CUCCIOLO vuole dire piccolo, significa RESPONSABILITÀ! Vediamo cosa fare per rendergli la vita più semplice…

Quello che segue non è tutto lo scibile, ma solo gli accorgimenti più semplici. Consigli che credo siano ancora più utili per un cucciolo che arriva dal canile e che così non ha avuto un percorso  ideale nei primi mesi di vita. Come prima cosa bisogna accertarsi che abbia il chip, il libretto sanitario, che sia in salute e che sia a posto con le vaccinazioni. Sono tutte cose che per una serie di motivi sono necessarie! È bello fare dei giorni di ferie per il suo arrivo, ma dovremo usare bene il nostro tempo, anche abituandolo alla fase dell’abbandono e del ritorno a casa. Quando il vostro cucciolo arriverà a casa sarà spaesato, sia che arrivi da un allevamento (perché si ritroverà senza mamma e senza fratelli), sia che arrivi dal canile, perché il box in cui stava era la sua casa e gli altri randagi e i volontari erano la sua sfortunata famiglia. Così dobbiamo da subito abituarlo al nuovo ambiente ed alle nuove abitudini. Le cose si fanno da subito, non bisogna pensare “pooooovero bambinooooo arrivi dal canileeeee 🙁  vieni dalla tua mammaaaaa <3 ” o cose simili, cioè è normale pensarlo, ma dobbiamo agire per il suo bene, da subito bisogna mostrare un atteggiamento da leader e agendo da tali. Leader non padroni e neanche esseri insensibili, essere leader prevede prendersi cura dei bisogni del piccolo a discapito dei propri. Perché è importante agire da subito? Semplice… perché il tenero batuffolo sarà prontissimo nel lanciarsi in atteggiamenti scorretti quali:

  • Ti salto addosso.
  • Faccio la pipì dove capita.
  • Non vengo al richiamo.
  • Mangio quando ne ho voglia.
  • Faccio il pazzo quando esci di casa.
  • Ogni oggetto degno di nota va assolutamente sgranocchiato e rigorosamente ingurgitato.
  • Giocare a schiaccia l’acqua nella ciotola.
  • Etc.

In genere queste cose, li per lì, inizialmente ci fanno sorridere, ma poi con il tempo si dimostrano fastidiose per noi e scorrette per lui (e quando diventerà grande?)… provate a pensarci…. ha più bisogno dammmmore o di trovare un ruolo, felicità, affetto, regole, competenze per vivere bene nel suo nuovo branco?  Quando arriva il cucciolo, non mettiamogli a disposizione tutta la casa (gli spazi e la casa sono nostri), glie li concederemo un po’ per volta, proprio perché sono nostri.
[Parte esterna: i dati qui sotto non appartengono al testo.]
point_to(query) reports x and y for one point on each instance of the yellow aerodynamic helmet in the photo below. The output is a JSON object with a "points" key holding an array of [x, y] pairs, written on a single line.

Fategli trovare una cuccia molto accogliente con dentro una copertina in cui possa sentirsi a suo agio e non lo disturbate mentre dorme.

CUCCIOLO vuole dire piccolo, significa RESPONSABILITÀ!
 
La cuccia dovrà essere posizionata in un posto non troppo freddo d’inverno né troppo caldo d’estate, dovrà anche essere messa in un posto che quando c’è il sole sia all’ombra. Stesso discorso come il punto sopra, per l’accesso al letto, se lo abituiamo da cucciolo quando peserà 30 – 40 Kg. sarà difficile (e ingiusto) farlo scendere e forse averlo nel letto potrebbe non andarci più bene; è ovvio che se siete comunque contenti di avere una copertina quattro stagioni a 4zampe supplementare, lo dovrete essere per sempre… è vietato cambiare le regole in base al proprio umore… poche cose ma chiare! Gestiamo le coccole, diamogliele… ma quando decidiamo noi e non su sua richiesta e smettiamo di fargliele quando ne ha ancora voglia. Questo non vuol dire non coccolarlo (anzi sono super a favore delle coccole) ma non a suo comando, decideremo noi i momenti. In questo modo acquisiremo più valore sia noi che le coccole. Come sopra per le coccole, stesso discorso vale per il gioco, ha davvero bisogno di avere mille giocattoli? Com’è stato spiegato in altre news di Massimo Visintin, più dei giochi siamo noi a dover interagire con lui! Selezioniamo magari un gioco in particolare (quello che gli dà più soddisfazione) e lo useremo solo per creare momenti di condivisione ed eviteremo in nostra assenza che possa averne accesso; quel gioco comparirà soltanto in nostra presenza e lo utilizziamolo poco e spesso. È evidente quindi, che per il lavoro che andremo ad impostare con il nostro 4zampe il gioco è pari ad un premio; difatti molti comandi che andremo ad insegnarli, verranno rafforzati non solo con “il premio” vocale, alimentare o coccola, ma anche con il gioco.  Riassumendo, i passaggi più importanti saranno:

  • Il gioco comparirà soltanto in nostra presenza.
  • Giochiamoci più volte per brevi periodi.
  • Se riusciamo con l’ausilio del gioco insegniamogli il comando “basta”, interrompendo la sequenza stessa del gioco.
  • L’oggetto che utilizzeremo diventerà il più bello, ma prima che lui si stufi di giocare dovrà scomparire all’improvviso (mettiamolo in tasca o infilato in una borsa o dietro nei pantaloni). Questo insegnerà al cucciolo che a stare con noi avvengono cose belle ed uniche, oltre al basta.
  • Stiamo attenti se il gioco scelto è la classica corda o lo straccetto per il “tira e molla” che sia adatto alla sua età, taglia e alla tipologia e condizione della dentazione.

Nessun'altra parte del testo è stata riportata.